The first third of Dear Ex is told from Chengxi's perspective, and it's the strongest chunk of the film by far: a strange blend of sullen teen angst and the shock of an uncovered secret. The kid is utterly fascinated by his father's lover Jay, a thirtysomething community theater director who can be furious one minute and tender the next. (He's played by a terrific Roy Chiu, whose raw, prickly performance has no trace of the mincing-younger-gay-lover onscreen stereotype.) To escape his mother's needling, Chengxi moves himself into Jay's life without asking permission, and the two develop a wary bond as they putter through the city on Jay's moped, trying to figure out what they mean to each other. Writer-director Mag Hsu and her co-director Chih-Yen Hsu stage these scenes in bright, brilliant hues, with long shots of the characters maneuvering around each other in hallways that bring to mind some of the early work of pioneering Taiwanese auteur Tsai Ming-Liang.

As the film broadens in scope, incorporating flashbacks and new dynamics like Jay's traditionalist mother, it also shifts perspective: first to Sanlian, and then to Jay. But along the way, it loses the spark that came with a teenager's incomplete-yet-restless worldview, instead entering a world of full-bore melodrama. Sanlian's storyline, in particular, feels retrograde, both in her views on gay men and in her cartoonish attempts to keep a handle on her son by any means necessary – including an obsession with sending him off to college in Canada.
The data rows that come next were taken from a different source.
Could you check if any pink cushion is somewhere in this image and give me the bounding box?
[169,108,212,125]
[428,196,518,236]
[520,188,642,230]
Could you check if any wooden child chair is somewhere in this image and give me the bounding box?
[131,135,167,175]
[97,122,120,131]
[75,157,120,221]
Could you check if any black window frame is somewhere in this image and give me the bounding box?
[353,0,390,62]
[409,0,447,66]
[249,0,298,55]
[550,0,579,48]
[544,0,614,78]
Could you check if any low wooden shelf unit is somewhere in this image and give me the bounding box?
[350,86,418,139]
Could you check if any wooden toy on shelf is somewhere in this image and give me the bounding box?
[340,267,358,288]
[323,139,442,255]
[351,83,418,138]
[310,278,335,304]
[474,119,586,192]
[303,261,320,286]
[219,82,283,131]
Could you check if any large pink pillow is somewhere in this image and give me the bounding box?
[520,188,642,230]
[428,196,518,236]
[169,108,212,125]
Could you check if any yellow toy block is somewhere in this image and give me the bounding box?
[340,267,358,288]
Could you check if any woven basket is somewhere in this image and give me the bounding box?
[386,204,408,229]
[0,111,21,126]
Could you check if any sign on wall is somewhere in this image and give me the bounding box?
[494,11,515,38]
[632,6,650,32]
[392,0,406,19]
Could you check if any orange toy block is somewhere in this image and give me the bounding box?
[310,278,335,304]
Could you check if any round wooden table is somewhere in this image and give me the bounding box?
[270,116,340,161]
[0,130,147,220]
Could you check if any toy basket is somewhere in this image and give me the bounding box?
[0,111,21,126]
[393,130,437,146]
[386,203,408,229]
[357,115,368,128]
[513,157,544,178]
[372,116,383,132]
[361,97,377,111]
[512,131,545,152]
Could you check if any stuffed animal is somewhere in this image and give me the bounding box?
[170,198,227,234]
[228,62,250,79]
Jay is the one character who defies easy categorization, because even through his slovenly nature and clear distrust of this family intrusion, his genuine devotion to the man he loved shines through. His flashback scenes with Zhangyuan (Spark Chen) are affectionate and sad, particularly when the two men discuss why they must keep their affair a secret to their families. "Not letting them be sad or worried is our responsibility," Zhangyuan says.

A nice bit of linguistic detail: Though Sanlian tries to emasculate Jay by calling him a "mistress," we quickly learn Zhangyuan in fact called him "hubby"... prompting Chengxi to instead refer to his mother as the true "mistress." Identities shift like this throughout the story, as the three leads develop newfound compassion for each other despite their initial reservations. (As is required by law with every teen movie these days, some of this development must come with onscreen notebook doodles and scribbles to illustrate obvious points.)

Taiwan is often recognized as the most LGBT-friendly region in Asia, making the existence and wide availability of films like Dear Ex a welcome cultural development. Considering the U.S.'s own mainstream movie industry has been remarkably slow to tell similar stories without patronizing characters like Jay, perhaps American filmmakers could learn something here, as well. The film may pale in comparison to The Cakemaker, which told its story with more nuance and sensory detail. ButDear Ex's narrative hiccups and tonal missteps seem less blaring by the time it enters its affecting homestretch, which involves Jay taking on large amounts of debt to stage a revival of a play with great emotional significance. Love in this movie is expressed in odd ways, but it is still genuine.